A new glucosyl triblock copolymer, poly(acryloyl glucofuranose)-block-poly(N-isopropyl acrylamide)-block-poly(acrylic acid) (PAG-b-PNIPAM-b-PAA, i.e., PGNA), was first synthesized from 3-O-acryloyl-1,2; 5,6-di-O-isopropylidene-alpha-D-(-)-glucofuranose (ADIPG), tert-butyl acrylate (tBA) and N-isopropyl acrylamide (NIPAM) in the presence of the initiator 2,2-azoisobutyronitrile (AIBN) by sequential reversible addition-fragmentation chain transfer (RAFT) polymerization. In this RAFT process, 2,2'-thiocarbonylbis(sulfanediyl)bis(2-methylpropanoic acid) (CMP) was synthesized and used as a chain transfer agent. PGNA and the reaction intermediates were characterized by FT-IR, HNMR and GPC. When heated, the aqueous PGNA copolymer solution exhibits good sol-gel phase transition behaviours.
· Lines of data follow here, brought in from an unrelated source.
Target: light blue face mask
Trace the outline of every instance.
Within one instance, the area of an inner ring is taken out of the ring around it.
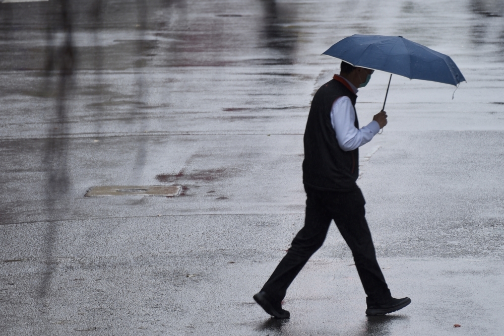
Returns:
[[[369,82],[369,80],[371,79],[371,74],[367,75],[367,77],[366,78],[366,81],[363,83],[362,84],[359,86],[359,88],[363,88],[366,85],[367,85],[367,83]]]

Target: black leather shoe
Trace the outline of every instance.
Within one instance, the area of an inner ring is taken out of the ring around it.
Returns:
[[[290,314],[288,311],[282,309],[281,303],[273,303],[266,292],[261,291],[254,296],[254,299],[263,307],[267,313],[277,318],[289,318]]]
[[[411,299],[408,297],[402,299],[392,298],[390,301],[385,304],[368,305],[366,315],[385,315],[402,309],[411,303]]]

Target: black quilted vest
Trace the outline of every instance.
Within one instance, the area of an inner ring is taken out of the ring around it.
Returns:
[[[341,149],[331,123],[333,103],[343,96],[350,98],[355,110],[357,95],[334,79],[323,85],[311,102],[304,131],[303,161],[303,182],[309,188],[344,192],[357,187],[359,149]],[[359,128],[356,113],[355,125]]]

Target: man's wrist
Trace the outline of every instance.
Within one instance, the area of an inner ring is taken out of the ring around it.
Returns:
[[[369,127],[369,130],[371,130],[373,132],[373,135],[375,136],[378,133],[378,132],[380,131],[380,129],[382,128],[380,126],[380,124],[378,123],[378,122],[376,120],[373,120],[370,122],[367,125],[367,127]]]

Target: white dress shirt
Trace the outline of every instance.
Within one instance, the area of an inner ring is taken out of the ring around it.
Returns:
[[[359,91],[346,79],[340,78],[350,85],[354,93]],[[336,99],[331,109],[331,123],[336,133],[338,144],[345,152],[352,151],[369,142],[380,130],[380,124],[375,120],[360,129],[355,127],[355,110],[350,98],[343,96]]]

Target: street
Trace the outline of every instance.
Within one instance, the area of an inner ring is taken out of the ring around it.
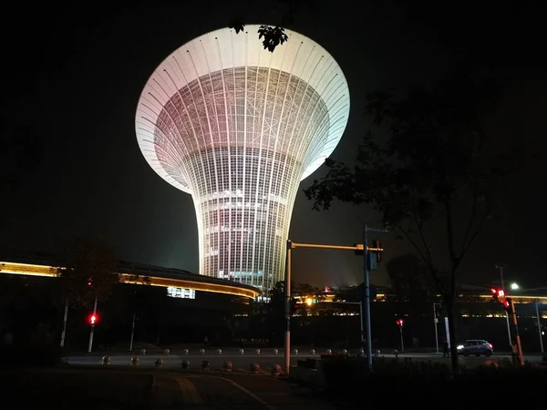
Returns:
[[[312,354],[308,350],[306,352],[299,352],[297,355],[291,355],[291,364],[296,365],[298,360],[304,360],[305,358],[315,358],[319,359],[321,354],[325,354],[325,350],[317,349],[315,354]],[[350,351],[350,354],[358,354],[358,351]],[[274,349],[262,349],[260,354],[256,354],[254,349],[247,349],[243,354],[239,353],[239,349],[228,348],[222,349],[222,354],[219,354],[216,349],[206,350],[204,354],[199,353],[199,350],[194,349],[190,351],[188,354],[181,354],[180,352],[176,354],[171,353],[170,354],[165,354],[162,352],[148,353],[147,354],[109,354],[110,365],[129,365],[131,358],[135,355],[139,356],[139,366],[141,367],[153,367],[155,366],[156,360],[162,359],[162,367],[165,368],[181,368],[183,361],[189,362],[190,369],[200,370],[203,361],[208,361],[210,369],[221,370],[223,369],[226,361],[232,362],[232,371],[235,373],[249,374],[251,373],[251,365],[253,364],[258,364],[260,365],[259,373],[263,374],[270,374],[271,368],[274,364],[279,364],[282,369],[284,366],[284,356],[282,350],[278,351],[277,354],[274,354]],[[395,358],[394,354],[380,354],[380,357]],[[399,354],[399,359],[410,358],[414,361],[432,361],[435,363],[446,363],[450,364],[450,360],[443,358],[442,354]],[[494,354],[490,357],[485,356],[468,356],[459,357],[459,363],[466,367],[476,367],[483,364],[487,360],[491,359],[511,359],[511,354]],[[88,365],[88,364],[100,364],[102,355],[100,354],[80,354],[75,356],[68,356],[67,362],[69,364],[77,365]],[[530,363],[536,364],[542,360],[541,354],[529,354],[525,355],[525,359]]]
[[[113,366],[0,371],[0,396],[21,408],[253,409],[341,408],[285,380],[228,372]]]

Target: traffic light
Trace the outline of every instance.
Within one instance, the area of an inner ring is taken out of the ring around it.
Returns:
[[[294,316],[297,310],[298,310],[298,302],[297,302],[296,299],[291,298],[291,300],[289,301],[289,312],[291,313],[291,316]]]
[[[496,288],[490,288],[490,293],[494,302],[498,302],[498,290]]]
[[[505,298],[503,300],[503,309],[505,309],[507,313],[511,314],[512,314],[511,302],[512,301],[511,298]]]
[[[95,324],[98,322],[98,315],[97,313],[91,313],[88,318],[89,324]]]
[[[503,289],[490,288],[490,293],[494,302],[503,302],[503,298],[505,298],[505,291]]]
[[[372,247],[375,249],[382,249],[380,247],[380,241],[372,241]],[[377,262],[379,263],[382,261],[382,251],[376,251],[377,254]]]

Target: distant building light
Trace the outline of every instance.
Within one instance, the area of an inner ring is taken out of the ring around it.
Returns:
[[[167,295],[170,298],[195,299],[196,291],[193,289],[175,288],[170,286],[167,288]]]

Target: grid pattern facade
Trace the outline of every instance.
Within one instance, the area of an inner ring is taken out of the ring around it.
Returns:
[[[217,41],[219,34],[232,36],[228,29],[213,34]],[[204,57],[213,60],[200,41]],[[248,42],[236,46],[232,51],[249,47]],[[179,61],[177,53],[185,48],[181,54],[194,72]],[[349,100],[341,91],[347,94],[347,86],[324,56],[315,69],[322,67],[319,75],[330,74],[336,87],[321,81],[314,87],[316,77],[304,79],[287,71],[291,66],[266,66],[260,58],[257,65],[232,61],[217,70],[206,61],[199,75],[196,64],[203,62],[196,63],[191,49],[187,45],[173,53],[175,64],[164,62],[149,81],[137,114],[138,138],[157,172],[192,194],[200,273],[265,291],[284,276],[299,183],[334,149],[346,127]]]

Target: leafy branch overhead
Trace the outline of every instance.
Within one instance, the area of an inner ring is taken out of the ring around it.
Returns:
[[[353,165],[327,159],[327,174],[304,190],[315,210],[338,200],[370,204],[416,249],[447,307],[452,369],[458,373],[456,292],[461,263],[493,212],[496,193],[523,163],[520,147],[501,152],[485,119],[498,93],[490,81],[456,76],[396,99],[367,96],[366,115],[387,132],[366,133]],[[441,227],[440,240],[430,230]],[[433,245],[448,250],[434,257]]]
[[[327,175],[305,190],[307,198],[315,210],[334,200],[372,204],[437,271],[425,228],[442,218],[457,270],[491,215],[496,190],[521,163],[520,149],[498,152],[486,131],[484,116],[495,98],[491,83],[462,77],[401,100],[386,92],[369,94],[366,114],[387,131],[387,142],[378,143],[368,131],[354,165],[327,159]],[[466,206],[469,213],[462,211]],[[455,218],[458,227],[466,222],[459,243]]]
[[[229,26],[230,28],[235,30],[235,34],[239,34],[245,29],[245,25],[240,18],[234,19]],[[274,52],[275,47],[289,40],[288,36],[284,32],[284,28],[273,26],[261,26],[258,27],[258,38],[263,39],[264,50]]]
[[[284,28],[273,27],[270,26],[261,26],[258,27],[258,38],[261,39],[263,37],[263,46],[264,49],[267,49],[271,53],[274,52],[277,46],[280,44],[283,45],[289,39],[284,32]]]

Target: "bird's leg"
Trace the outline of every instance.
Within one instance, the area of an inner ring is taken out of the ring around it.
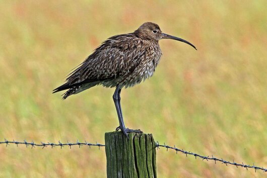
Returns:
[[[116,130],[118,131],[120,129],[123,134],[128,138],[128,132],[137,132],[140,133],[142,132],[140,130],[132,130],[126,128],[125,127],[124,122],[123,121],[123,118],[122,117],[122,112],[121,111],[121,106],[120,106],[120,92],[121,89],[117,86],[115,92],[114,93],[113,98],[115,106],[116,107],[116,110],[117,111],[117,114],[119,119],[119,126],[116,128]]]
[[[123,122],[123,118],[122,118],[122,114],[121,113],[121,110],[120,108],[120,95],[119,94],[119,91],[120,93],[120,89],[118,86],[116,87],[116,90],[115,90],[115,92],[114,93],[113,98],[114,101],[114,103],[115,104],[115,107],[116,107],[116,110],[117,111],[117,114],[118,115],[118,118],[119,119],[119,126],[117,127],[116,130],[118,130],[118,128],[119,128],[120,130],[123,132],[124,135],[128,137],[128,135],[127,133],[125,131],[125,127],[124,126],[124,123]]]

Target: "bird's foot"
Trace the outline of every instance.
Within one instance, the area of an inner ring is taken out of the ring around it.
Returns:
[[[117,128],[115,130],[115,131],[118,131],[119,130],[119,129],[120,129],[120,127],[119,126],[118,126],[118,127],[117,127]]]
[[[127,137],[127,138],[129,138],[129,137],[128,136],[128,133],[130,132],[135,132],[135,133],[143,133],[143,132],[140,129],[130,129],[128,128],[121,128],[119,126],[117,127],[116,128],[116,131],[117,131],[119,130],[121,130],[121,131],[123,133],[125,136]]]

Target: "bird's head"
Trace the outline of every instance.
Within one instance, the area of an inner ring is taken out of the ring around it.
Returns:
[[[160,27],[154,23],[146,22],[134,32],[139,37],[146,40],[158,42],[162,39],[171,39],[189,44],[196,50],[195,47],[186,40],[162,33]]]

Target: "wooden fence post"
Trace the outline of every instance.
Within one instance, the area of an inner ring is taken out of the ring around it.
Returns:
[[[128,136],[121,131],[105,134],[107,177],[157,177],[152,135],[130,133]]]

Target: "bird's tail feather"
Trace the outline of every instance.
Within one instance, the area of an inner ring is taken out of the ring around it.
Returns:
[[[64,94],[61,95],[63,96],[62,97],[62,99],[65,100],[70,96],[74,94],[77,90],[77,87],[76,86],[73,86],[71,87],[71,88],[69,89],[68,91],[66,91],[66,92],[65,92]]]

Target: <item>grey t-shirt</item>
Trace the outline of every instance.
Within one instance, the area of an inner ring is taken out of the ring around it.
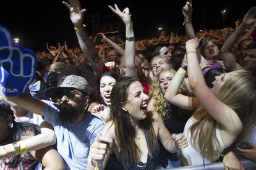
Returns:
[[[45,119],[54,129],[57,149],[64,160],[66,169],[85,169],[90,146],[101,133],[103,121],[88,112],[79,123],[61,122],[57,105],[49,101],[43,102],[46,103]]]

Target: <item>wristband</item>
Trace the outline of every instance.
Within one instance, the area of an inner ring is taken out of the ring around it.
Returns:
[[[181,71],[178,70],[177,71],[177,73],[178,73],[179,75],[181,76],[183,78],[185,77],[185,75],[181,73]]]
[[[181,66],[181,68],[183,68],[183,70],[184,70],[185,71],[187,70],[187,66],[184,65],[184,63],[182,63]]]
[[[197,52],[196,52],[196,51],[190,51],[190,52],[187,52],[186,54],[187,55],[187,54],[190,53],[190,52],[195,52],[195,53],[197,54]]]
[[[14,148],[15,150],[15,155],[19,155],[20,152],[20,145],[17,142],[12,143],[12,146]]]
[[[112,47],[113,48],[114,48],[114,46],[116,46],[116,44],[114,42],[114,44],[112,44],[111,47]]]
[[[7,155],[7,152],[3,146],[0,146],[0,150],[2,150],[1,154],[4,157],[6,157]]]
[[[20,146],[20,153],[26,153],[27,148],[26,145],[25,144],[24,142],[19,141],[17,143],[18,143]]]
[[[127,40],[128,41],[135,41],[135,38],[134,38],[134,36],[126,37],[126,40]]]
[[[77,28],[75,27],[74,27],[74,29],[75,30],[75,32],[79,33],[81,30],[83,30],[83,28],[86,27],[86,25],[84,24],[83,24],[82,26],[83,26],[80,28]]]
[[[182,25],[185,25],[185,24],[186,24],[186,23],[191,23],[191,21],[188,21],[188,22],[184,21],[184,22],[183,22]]]

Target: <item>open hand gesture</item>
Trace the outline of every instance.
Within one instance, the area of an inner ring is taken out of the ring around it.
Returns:
[[[130,10],[128,7],[126,7],[122,12],[121,12],[116,4],[114,4],[115,8],[113,8],[111,6],[108,6],[108,7],[114,13],[120,17],[126,25],[131,23],[131,15],[130,14]]]
[[[253,7],[244,15],[242,25],[247,26],[255,22],[256,22],[256,7]]]
[[[187,1],[186,5],[182,8],[183,16],[186,22],[191,21],[192,10],[192,0]]]
[[[81,9],[81,5],[79,0],[69,0],[70,3],[63,1],[63,4],[69,10],[70,20],[75,27],[81,28],[83,20],[83,14],[86,11],[85,9]]]

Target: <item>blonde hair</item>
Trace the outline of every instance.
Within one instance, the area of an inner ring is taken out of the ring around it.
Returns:
[[[173,65],[168,61],[168,59],[166,57],[163,57],[163,56],[161,56],[161,55],[156,55],[154,57],[153,57],[152,59],[151,59],[151,60],[150,60],[150,69],[151,70],[152,70],[152,68],[153,68],[153,67],[152,67],[152,62],[153,62],[153,60],[155,60],[156,58],[161,58],[161,59],[162,59],[164,61],[164,62],[169,66],[169,69],[173,68]]]
[[[236,138],[240,141],[247,136],[256,114],[256,79],[250,73],[244,70],[238,70],[230,73],[223,85],[218,92],[218,99],[232,108],[238,115],[242,123],[243,129]],[[195,112],[194,115],[205,113],[206,116],[194,124],[190,127],[192,145],[198,140],[199,150],[209,160],[214,156],[214,143],[217,144],[220,154],[219,139],[215,133],[218,122],[215,121],[203,107]],[[207,152],[206,152],[207,151]]]

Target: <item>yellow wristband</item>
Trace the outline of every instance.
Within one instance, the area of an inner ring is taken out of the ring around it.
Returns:
[[[179,75],[181,75],[182,78],[184,78],[185,77],[185,75],[183,74],[182,73],[181,73],[181,71],[179,71],[179,70],[178,70],[177,71],[177,73],[178,73]]]
[[[19,141],[17,143],[18,143],[20,146],[20,153],[26,153],[27,152],[27,147],[26,147],[26,144],[25,144],[24,142]]]
[[[77,28],[75,27],[74,27],[74,29],[75,30],[75,32],[79,33],[81,30],[83,30],[83,28],[86,27],[86,25],[84,25],[84,24],[83,24],[82,26],[83,26],[83,27],[82,27],[80,28]]]
[[[0,146],[0,150],[2,150],[2,155],[4,157],[6,157],[7,155],[7,152],[6,152],[6,149],[4,148],[4,147],[3,146]]]

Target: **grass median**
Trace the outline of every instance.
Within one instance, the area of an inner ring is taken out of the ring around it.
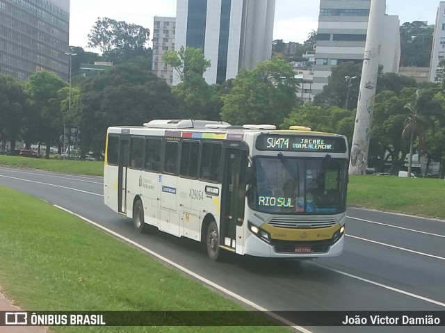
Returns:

Meanwhile, the formed hydrogels are also sensitive to the pH. When the copolymer solution is injected into a living Sprague Dawley (SD) rat, an in situ gel is formed within 3 minutes. By using acetylsalicylic acid (aspirin) as a model, drug release tests show that the maximum releasing value is approximately 76% under physiological conditions (pH 7.4, 37 degrees C). The synthesized triblock copolymer shows no apparent cytotoxicity towards L929 fibroblast cells according to an in vitro cytotoxicity test (MTT assay).